Pomeroy had known my wife and about her desertion. I wanted to ask him to find out in what house in King Street Carlotta had taken rooms and to have one of his foot patrollers watch her. I did not trust her not to run away again, taking Gabriella with her.

"Good morning, Captain," Thompson said. His countenance, as usual, was smooth and bland, but he had a definite spark in his eyes. Something had happened.

"Was going to come round to see you later today," Pomeroy said. He got up from his writing table and saluted me, just as he'd done when he'd been my sergeant in the army. Milton Pomeroy was thick-bodied, tall, and athletic, had a shock of blond hair that he kept slicked down with pomade, and blue eyes that eyes were twinkling, eager, and good-humored.

"Why?" I asked. I wondered whether he already knew that Carlotta had returned to England.

"Crime, of course," Pomeroy said cheerfully. "A missing gel, specifically."

"Oh?" I had looked for missing girls before, because unfortunately, girls and young women disappeared in London all the time. Procuresses met country coaches and lured girls to bawdy houses where they were forced to work. Sadly, some parents sold their daughters to these same houses for needed money. Reformers strove to put an end to this trafficking, and they had some success but not enough.

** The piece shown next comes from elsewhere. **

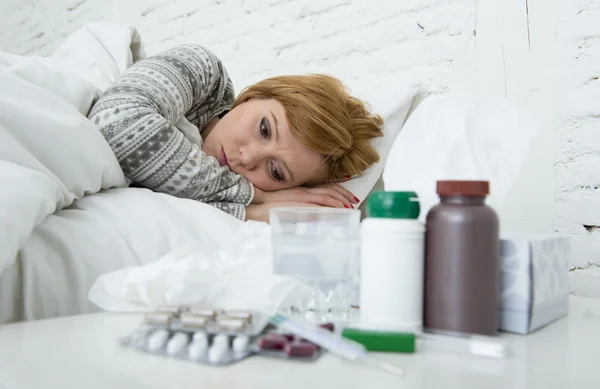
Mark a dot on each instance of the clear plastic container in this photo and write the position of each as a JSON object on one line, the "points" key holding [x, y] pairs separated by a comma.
{"points": [[320, 247]]}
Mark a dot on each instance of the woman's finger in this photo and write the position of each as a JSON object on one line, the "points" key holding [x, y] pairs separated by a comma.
{"points": [[331, 193], [328, 201], [342, 191]]}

"Yes, Captain," Pomeroy went on. "No respectable man's daughter this time, just a game girl. Her young man is worried about her because she hasn't come home. Went out to Covent Garden one night, he says, then vanished."

"How long ago?" I asked, growing curious.

"Week," Pomeroy said. "I thought at first she'd simply found herself a softer bed and a richer man. But the young man is worried she's been hurt by one of her customers or kept with him against her will. He's been round to all the workhouses and reforming houses, and asked all her pals, but he's not found her."